Allí, Koselleck plantea si el lenguaje es
responsable de la separación de lo que nace igual. El argumento es el
siguiente: si alguien plantea que algo es negro, lo blanco aparece
automáticamente como su opuesto, aunque haya que inventarlo. “El contraconcepto
articula la autodeterminación de un acto: lo hace distintivo (...). Entonces,
acecha la hostilidad”. Koselleck se justifica, defiende como puede a las
palabras: “La lengua es una condición necesaria, pero no suficiente para crear
un enemigo (...). Aunque hablar sea hacer, eso no implica que cada hecho sea un
acto de habla".
Pasando en limpio: cuando digo quién soy, digo
quién no soy.
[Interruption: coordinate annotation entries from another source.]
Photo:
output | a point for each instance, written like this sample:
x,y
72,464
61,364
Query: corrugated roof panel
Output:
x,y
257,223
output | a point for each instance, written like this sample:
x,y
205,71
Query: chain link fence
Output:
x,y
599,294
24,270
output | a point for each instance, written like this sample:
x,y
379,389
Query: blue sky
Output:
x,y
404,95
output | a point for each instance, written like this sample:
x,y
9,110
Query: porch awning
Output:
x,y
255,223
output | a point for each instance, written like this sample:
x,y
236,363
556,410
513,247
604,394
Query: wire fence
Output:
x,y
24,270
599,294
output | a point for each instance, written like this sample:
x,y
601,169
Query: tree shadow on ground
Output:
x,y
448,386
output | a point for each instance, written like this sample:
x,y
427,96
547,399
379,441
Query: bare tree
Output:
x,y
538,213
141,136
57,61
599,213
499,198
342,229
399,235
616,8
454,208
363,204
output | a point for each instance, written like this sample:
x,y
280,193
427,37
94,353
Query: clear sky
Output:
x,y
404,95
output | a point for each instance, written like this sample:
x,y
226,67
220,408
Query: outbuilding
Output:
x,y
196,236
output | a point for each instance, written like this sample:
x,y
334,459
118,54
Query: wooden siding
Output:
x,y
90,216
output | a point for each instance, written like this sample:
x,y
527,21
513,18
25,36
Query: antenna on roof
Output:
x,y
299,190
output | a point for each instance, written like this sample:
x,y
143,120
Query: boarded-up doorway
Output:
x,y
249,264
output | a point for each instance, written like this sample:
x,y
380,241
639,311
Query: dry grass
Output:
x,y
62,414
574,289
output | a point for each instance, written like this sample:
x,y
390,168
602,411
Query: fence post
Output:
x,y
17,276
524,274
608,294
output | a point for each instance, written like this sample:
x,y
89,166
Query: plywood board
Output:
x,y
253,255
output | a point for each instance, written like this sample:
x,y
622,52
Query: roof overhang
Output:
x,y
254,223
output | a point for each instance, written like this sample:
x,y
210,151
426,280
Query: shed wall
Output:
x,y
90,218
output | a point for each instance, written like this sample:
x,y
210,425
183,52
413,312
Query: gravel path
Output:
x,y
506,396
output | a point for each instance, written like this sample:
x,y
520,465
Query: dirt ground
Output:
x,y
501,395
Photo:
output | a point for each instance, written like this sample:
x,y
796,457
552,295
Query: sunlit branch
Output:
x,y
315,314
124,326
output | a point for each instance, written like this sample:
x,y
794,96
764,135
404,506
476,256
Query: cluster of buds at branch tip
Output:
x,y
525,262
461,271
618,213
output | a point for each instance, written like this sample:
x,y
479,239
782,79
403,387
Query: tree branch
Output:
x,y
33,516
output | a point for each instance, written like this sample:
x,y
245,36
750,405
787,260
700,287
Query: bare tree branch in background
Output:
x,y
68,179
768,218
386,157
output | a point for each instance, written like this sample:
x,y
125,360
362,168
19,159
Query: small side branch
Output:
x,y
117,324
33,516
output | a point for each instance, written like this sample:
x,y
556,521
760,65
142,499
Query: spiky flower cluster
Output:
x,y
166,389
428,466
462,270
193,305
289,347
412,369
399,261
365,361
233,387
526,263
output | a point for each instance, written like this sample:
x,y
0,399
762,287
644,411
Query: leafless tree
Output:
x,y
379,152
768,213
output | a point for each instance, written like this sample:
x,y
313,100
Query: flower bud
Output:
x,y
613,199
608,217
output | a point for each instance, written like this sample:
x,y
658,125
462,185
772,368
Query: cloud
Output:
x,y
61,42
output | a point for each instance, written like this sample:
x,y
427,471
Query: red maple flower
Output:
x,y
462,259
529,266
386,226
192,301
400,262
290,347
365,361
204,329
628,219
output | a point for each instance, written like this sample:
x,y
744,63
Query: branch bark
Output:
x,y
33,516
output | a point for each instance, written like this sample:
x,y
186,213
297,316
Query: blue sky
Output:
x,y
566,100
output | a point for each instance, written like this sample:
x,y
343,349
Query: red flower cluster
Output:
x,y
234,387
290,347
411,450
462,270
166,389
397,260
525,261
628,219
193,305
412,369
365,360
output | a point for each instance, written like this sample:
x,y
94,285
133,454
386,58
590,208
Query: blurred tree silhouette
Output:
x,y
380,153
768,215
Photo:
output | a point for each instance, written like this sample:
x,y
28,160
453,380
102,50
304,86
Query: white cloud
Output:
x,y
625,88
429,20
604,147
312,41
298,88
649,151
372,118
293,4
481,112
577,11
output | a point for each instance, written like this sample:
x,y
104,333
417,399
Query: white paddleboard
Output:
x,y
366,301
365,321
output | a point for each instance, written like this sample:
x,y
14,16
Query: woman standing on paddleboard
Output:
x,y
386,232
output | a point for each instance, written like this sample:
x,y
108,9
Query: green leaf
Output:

Cuando afirmo, también puedo caer en la tentación de ser hostil.
Dicho de otra forma: un enemigo puede ser la excusa para pensar quién soy.
***
Pelea mientras cursaba en la universidad:
salida con amigos, borrachera complicada, me cruzo con quien no me tengo que
cruzar. Vuelan los puños, hay varios empujones. Situación: cinco contra uno.
Ese uno soy yo. Resultado: chichones varios, ningún hueso roto, solo los labios
hinchados. Cabaña aparece de la nada y consigue sacarme del tumulto. Me escapo
de los patovas y empiezo a correr diez cuadras. Por la furia, Cabaña no me
podía parar. Según me cuenta, en determinado momento consigue tirarme al piso.
Me tacleó, según sus palabras. En eso pasa un patrullero y pregunta qué pasa.
-Está un
poco confundido, mi amigo, se siente mal -dice.
Entonces,
llaman a la ambulancia y me vienen a buscar. Recordé aquel lejano consejo de la
infancia.
-Recordá:
suelo y pared, no.
Y cumplí. Estoy salvado. Cabaña: gran amigo.
Entreabro los ojos: es el hospital.
***
Pienso en Woolf, en Sontag, en Kosselleck, en
tantas cosas. Pienso, sobre todo, en qué se puede construir si lo que uno sabe
es discutir y pelear. Pienso y sé que puedo cambiar.
***
Después de varios días de fiebre, consigo
despabilarme. Ya no son los tiempos de la Universidad. Ahora pago un alquiler.
Vivo solo.
Una gripe me tira en la cama y no me puedo
levantar. Miro el celular. Nadie llama. Mi vieja no está. Mi amor tampoco.
Recuerdo aquel lejano consejo de la infancia.
-Recordá:
suelo y pared, no.
Agregaría: no te dejes caer, ni siquiera en la
cama.
Me siento bravo. Deliro. Me siento viejo.
Ya no me puedo enfermar porque nadie me va a
venir a cuidar.
Recuerdo aquel lejano consejo de la infancia.
-¿Y qué
pasa si me caigo?
-Hacete
bichito bolita y resistí. Otra no te queda.
Cosas que a uno le enseñan cuando chico.